LN: Sie sind ein Vollblutpolitiker, als Workaholic bekannt. Was treibt Sie an, was macht Ihnen so viel Spaß an der Politik? Haben Sie keine anderen Hobbys?

Brackmann: Ich hab‘ keine Zeit für viele andere Hobbys, das stimmt wohl. Spaß macht mir das Gestalten. Ich gestalte gerne und freu‘ mich, wenn Menschen sehen, dass man für sie etwas Gutes getan hat, dass man für den Kreis, für den Wahlkreis etwas bewegen kann. Ich bin in der glücklichen Lage als Fraktionsvorsitzender im Kreistag genauso wie im Bundestag im Haushaltsausschuss und dort zuständiger Hauptberichterstatter für die Verkehrsinfrastruktur und die digitale Infrastruktur an zwei Positionen zu sein, an denen ich gestalten kann. Und das macht mir schlichtweg Spaß.

LN: Der Bundestag hat Sommerpause, mit Dr. Christoph Mager ist der Landratsposten besetzt. Zeit für Sie, mit der Familie Urlaub zu machen. Wann geht's los, wie lange und wohin?

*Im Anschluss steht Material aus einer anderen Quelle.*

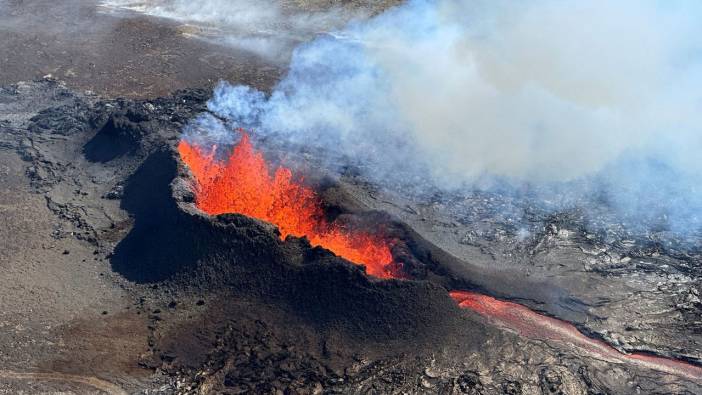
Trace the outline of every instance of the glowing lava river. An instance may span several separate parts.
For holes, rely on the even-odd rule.
[[[183,139],[178,152],[195,178],[196,205],[210,215],[238,213],[276,225],[281,238],[307,237],[313,246],[324,247],[348,261],[364,265],[378,278],[406,278],[393,262],[392,242],[378,235],[351,230],[329,222],[322,201],[311,188],[293,178],[292,171],[278,167],[271,173],[263,154],[249,136],[242,138],[226,160]],[[589,338],[565,321],[539,314],[520,304],[469,291],[452,291],[458,306],[521,336],[574,346],[594,358],[629,363],[647,369],[702,380],[702,367],[648,354],[624,354],[607,343]]]

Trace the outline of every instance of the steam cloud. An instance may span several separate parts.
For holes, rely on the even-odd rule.
[[[378,181],[500,180],[699,231],[701,11],[415,0],[298,47],[272,94],[222,83],[209,108]]]
[[[315,34],[367,16],[340,7],[302,13],[279,0],[106,0],[102,5],[194,24],[219,43],[276,62],[287,61],[294,45]]]

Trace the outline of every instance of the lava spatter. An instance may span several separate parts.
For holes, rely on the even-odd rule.
[[[180,141],[178,152],[195,177],[198,208],[210,215],[238,213],[270,222],[280,229],[281,238],[305,236],[313,246],[364,265],[371,276],[403,277],[389,240],[326,220],[319,196],[290,169],[271,171],[249,135],[241,133],[225,160],[215,158],[214,148],[207,152]]]

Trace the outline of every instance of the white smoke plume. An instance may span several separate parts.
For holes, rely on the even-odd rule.
[[[377,180],[597,193],[699,230],[700,17],[694,1],[414,0],[298,47],[272,94],[224,83],[209,108]]]
[[[367,16],[362,9],[325,7],[301,12],[280,0],[105,0],[107,9],[138,13],[191,24],[202,38],[230,45],[280,62],[295,45],[316,34]],[[197,33],[197,32],[196,32]]]

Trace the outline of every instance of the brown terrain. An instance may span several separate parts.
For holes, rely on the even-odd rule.
[[[285,9],[396,2],[340,3]],[[269,91],[285,68],[95,1],[0,0],[0,393],[702,393],[699,252],[569,213],[531,211],[522,240],[507,197],[410,198],[313,159],[330,215],[396,236],[411,278],[200,211],[183,126],[217,81]]]

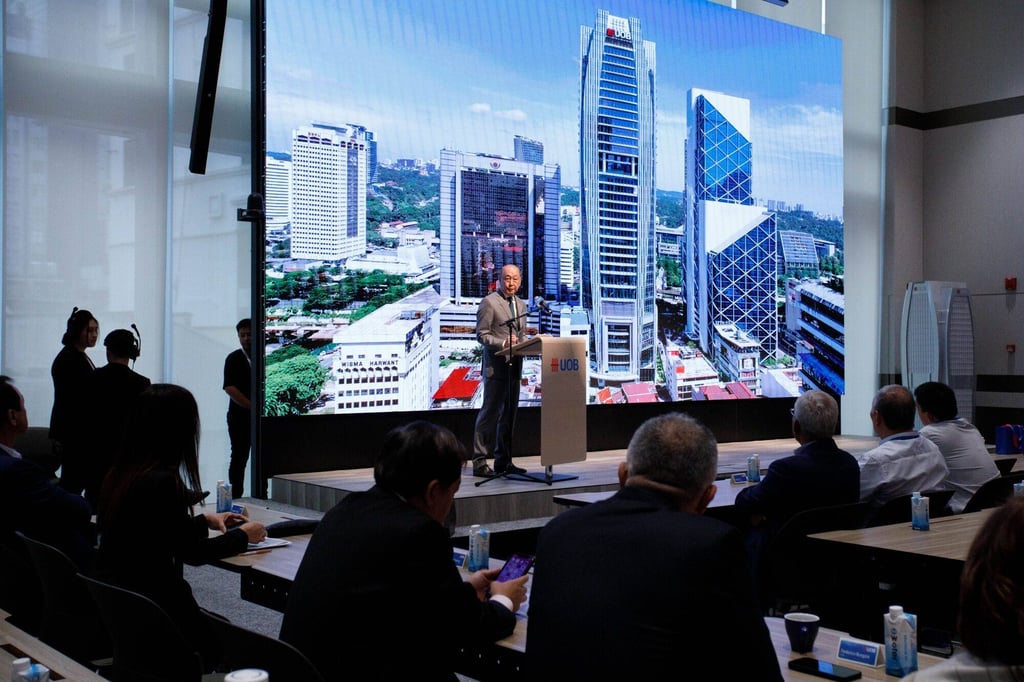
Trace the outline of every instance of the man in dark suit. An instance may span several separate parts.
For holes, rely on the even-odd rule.
[[[0,376],[0,543],[19,548],[22,543],[14,532],[21,531],[90,570],[96,540],[92,510],[81,495],[56,485],[14,449],[15,439],[27,428],[25,399],[9,377]]]
[[[835,398],[816,390],[801,394],[793,406],[793,437],[800,447],[772,462],[760,483],[736,496],[735,512],[749,522],[746,545],[755,577],[765,546],[794,514],[860,499],[857,460],[832,438],[838,421]]]
[[[782,679],[741,534],[702,516],[717,469],[707,427],[654,417],[629,442],[622,489],[541,530],[530,679]]]
[[[107,364],[89,375],[85,381],[88,416],[85,432],[89,457],[86,467],[85,499],[97,507],[103,477],[114,462],[113,453],[121,447],[125,424],[131,417],[139,394],[150,381],[129,365],[139,357],[139,343],[127,329],[115,329],[103,339]]]
[[[391,431],[376,485],[345,497],[309,541],[281,624],[327,680],[454,680],[460,646],[511,634],[526,576],[465,580],[442,522],[466,450],[424,421]],[[485,593],[490,590],[490,598]]]
[[[832,436],[839,405],[824,391],[807,391],[793,406],[793,437],[798,447],[768,466],[764,479],[741,490],[736,511],[752,527],[778,530],[797,512],[849,504],[860,498],[860,467]]]
[[[498,288],[480,299],[476,311],[476,338],[483,345],[481,372],[484,401],[476,416],[473,432],[473,475],[526,473],[512,463],[512,430],[519,407],[519,383],[523,376],[523,358],[511,359],[498,351],[520,341],[525,327],[526,303],[516,296],[522,275],[515,265],[501,269]],[[487,458],[494,457],[494,469]]]

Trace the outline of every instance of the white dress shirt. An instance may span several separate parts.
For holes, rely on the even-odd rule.
[[[921,428],[920,434],[935,443],[946,459],[949,475],[945,486],[952,488],[949,506],[959,514],[982,483],[999,476],[999,468],[985,447],[985,439],[966,419],[947,419]]]
[[[860,499],[879,507],[894,497],[941,488],[948,469],[939,448],[916,431],[883,438],[857,460]]]

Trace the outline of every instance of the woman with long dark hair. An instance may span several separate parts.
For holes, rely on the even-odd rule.
[[[267,533],[240,514],[194,514],[201,489],[195,398],[181,386],[153,384],[139,395],[103,482],[97,572],[162,606],[212,668],[219,658],[216,637],[183,576],[183,564],[238,554]],[[209,537],[210,530],[226,532]]]
[[[50,366],[53,378],[53,410],[50,412],[53,469],[61,467],[61,487],[75,494],[80,494],[85,488],[86,477],[83,389],[89,375],[96,369],[85,351],[96,345],[99,334],[100,324],[93,314],[75,308],[60,340],[63,348]]]

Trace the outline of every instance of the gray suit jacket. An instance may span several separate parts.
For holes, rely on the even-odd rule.
[[[526,312],[526,302],[516,297],[516,311],[522,315]],[[512,319],[512,311],[509,310],[508,301],[505,296],[497,291],[480,299],[480,307],[476,311],[476,338],[483,344],[485,352],[494,360],[494,354],[505,347],[508,342],[508,327],[505,322]],[[526,318],[519,319],[519,329],[526,327]],[[512,330],[516,336],[522,336],[522,332],[514,327]]]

Brackmann: Nein, ich habe keinen Sommerurlaub geplant. Einmal, weil ich mich bei Hitze nicht so gut erhole. Deswegen mache ich zehn bis 14 Tage Urlaub zu Ostern und in den Herbstferien. Wenn es glückt, ein paar Tage kurz nach Neujahr. Das sind eigentlich meine Urlaubszeiten. Das zweite ist: Im Frühjahr habe ich die Zuständigkeit für den Etat des Bundesverkehrsministers übernommen und gleichzeitig bis Ende Mai den Landrat vertreten. Aus diesen Gründen konnte ich mich nicht so einarbeiten wie das meinen eigenen Ansprüchen entspricht. Das arbeite ich jetzt auf, das heißt, ich muss mich in den Etat einarbeiten. Denn wer gestalten will, muss sich auch im Detail auskennen.

Ein Mann für alle Fälle
Norbert Brackmann (61) lebt mit seiner Frau Gitta in Lauenburg und hat zwei erwachsene Söhne. Er hat nach dem Besuch der Lauenburgischen Gelehrtenschule in Ratzeburg in Kiel Jura studiert, war anschließend beim NDR.
Seit 2009 ist Brackmann Bundestagsabgeordneter der CDU, seit 1978 Mitglied im lauenburgischen Kreistag. Von 1990 bis 1994 war er Kreispräsident.



In seiner Freizeit engagiert sich der Lauenburger unter anderem in der DLRG, ist organisatorischer Leiter im Rettungsdienst. Der Vollblutpolitiker ist Vorsitzender des Fördervereins Bismarck-Stiftung und im Aufsichtsrat der Raiffeisenbank Lauenburg.